I took the bait. I used to know better, but I succumbed to fear and bought a house…
How, you ask, is buying a house a bad thing? It’s the American Dream!
This is an instance where words matter. Let’s gloss over the obvious fact that it’s called the American Dream because like a dream it lacks substance–it is ephemeral, something you can never catch, only chase, it is never truly enjoyed, and you can only experience enduring happiness when you are free from it’s allure…
Let’s also not dwell on the placating euphemism of “buying a house”. Very few people buy a house. Most people take on massive amounts of debt through a mortgage. Technically you may own the house, but is it really ownership if the Sword of Damocles hangs over your head and you lose ownership of your house if you miss a few payments? No! Of course not.
Financing aside, you did much more than buy a house, you bought into a system, THEE System. Sure, we all buy into the system every day, in a myriad of ways, but on a much more minor scale and usually without compromising our integrity. The obligation of owning a home, however, is so significant that it compromises your more altruistic and adventurous values. Your overriding concerns become for the value of your home to rise and to maintain a steady income so you can continue to live in “your” house.

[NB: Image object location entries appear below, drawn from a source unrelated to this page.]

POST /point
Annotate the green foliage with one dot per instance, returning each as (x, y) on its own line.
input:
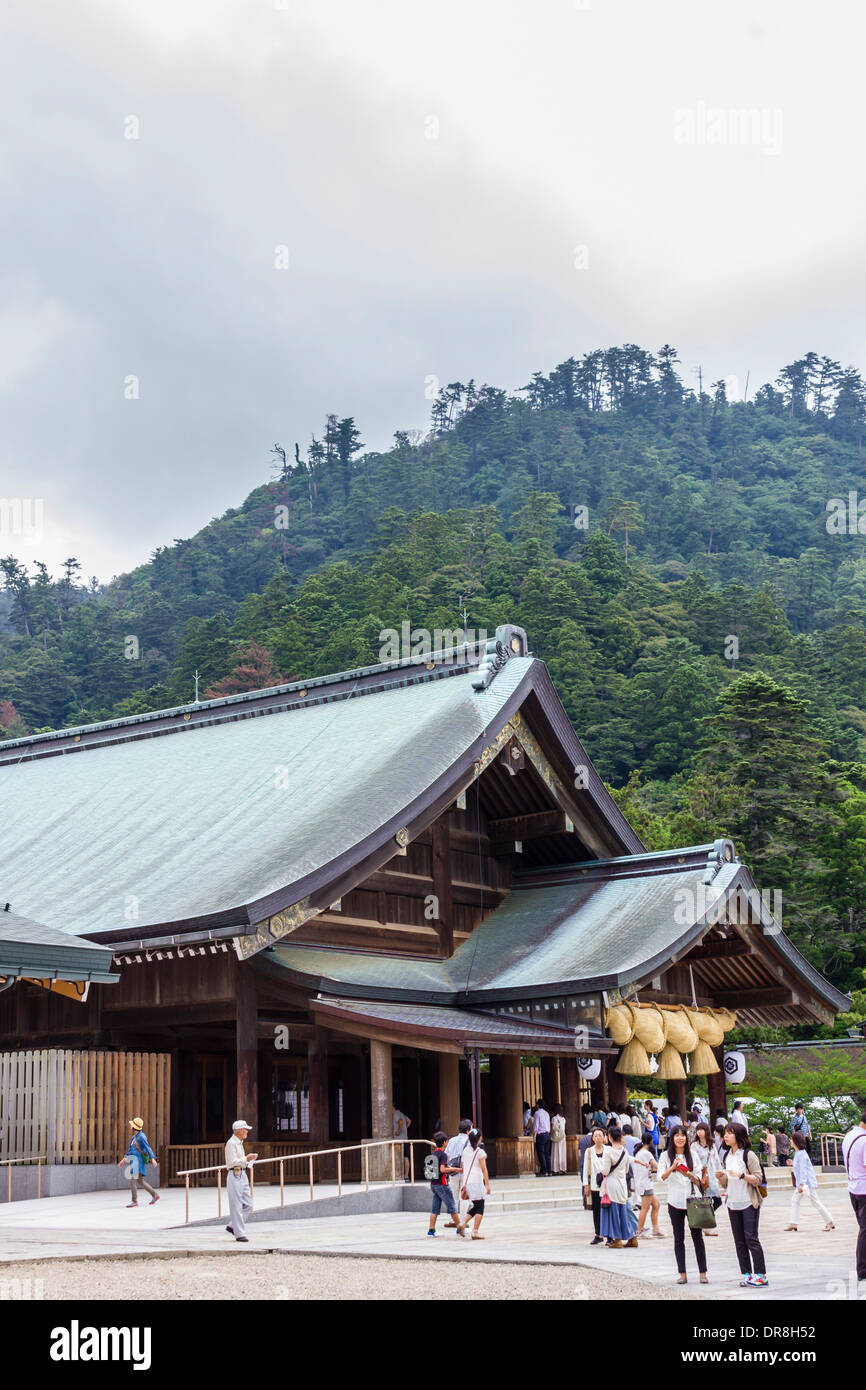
(830, 1076)
(667, 553)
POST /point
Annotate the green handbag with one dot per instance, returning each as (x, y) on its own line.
(699, 1212)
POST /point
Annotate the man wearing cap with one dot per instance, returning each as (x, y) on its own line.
(237, 1182)
(136, 1157)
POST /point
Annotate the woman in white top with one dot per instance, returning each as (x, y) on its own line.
(619, 1225)
(592, 1176)
(706, 1161)
(558, 1141)
(805, 1183)
(741, 1178)
(644, 1165)
(476, 1182)
(679, 1171)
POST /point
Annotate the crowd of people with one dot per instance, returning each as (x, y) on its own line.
(627, 1155)
(628, 1159)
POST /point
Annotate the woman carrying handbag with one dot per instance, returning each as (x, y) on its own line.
(677, 1168)
(476, 1184)
(706, 1161)
(619, 1223)
(742, 1179)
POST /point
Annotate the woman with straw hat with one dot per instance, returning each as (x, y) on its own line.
(138, 1155)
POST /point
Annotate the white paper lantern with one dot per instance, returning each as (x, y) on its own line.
(734, 1068)
(590, 1068)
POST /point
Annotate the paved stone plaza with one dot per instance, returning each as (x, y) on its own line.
(808, 1264)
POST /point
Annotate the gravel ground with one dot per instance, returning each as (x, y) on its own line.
(317, 1276)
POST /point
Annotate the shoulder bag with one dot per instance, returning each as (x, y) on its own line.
(756, 1171)
(699, 1212)
(464, 1190)
(602, 1179)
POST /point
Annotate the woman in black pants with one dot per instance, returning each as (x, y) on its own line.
(679, 1172)
(592, 1172)
(741, 1176)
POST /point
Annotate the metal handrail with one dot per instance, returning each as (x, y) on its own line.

When we use more honest language, the problem becomes obvious: you have bought into the system and the system is flawed. Deep down we all know that things are not as they should be. Humans are migratory, social creatures. We are not evolved to be isolated in our houses and unable to travel with the seasons of earth and personal development. When we are young we dream of improving the system by making housing affordable, improving walkability, protecting public parks, living in close contact with friends, etc.
I still had this dream when I bought a home as an insurance policy (just in case all the petitions I signed didn’t pan out), but I foolishly failed to remember an essential fact of human nature: experience changes us. In this case the things you own end up owning you.
Owning a home makes you more conservative and less willing to support ideas that threaten socio-economic stability and alleviate housing scarcity. Owning a home also makes you less willing to take risks with your career and move to new places.
But before you judge us sellouts too harshly you should consider that many of us did not intend to become this way. It’s much easier to be “yes in my backyard” before you have a backyard of your own.
And owning a home is not without personal suffering either. Another misuse of language is to say you are “hedging your bets” or “mitigating risk” when really you are creating “cognitive dissonance” or living “half-heartedly”.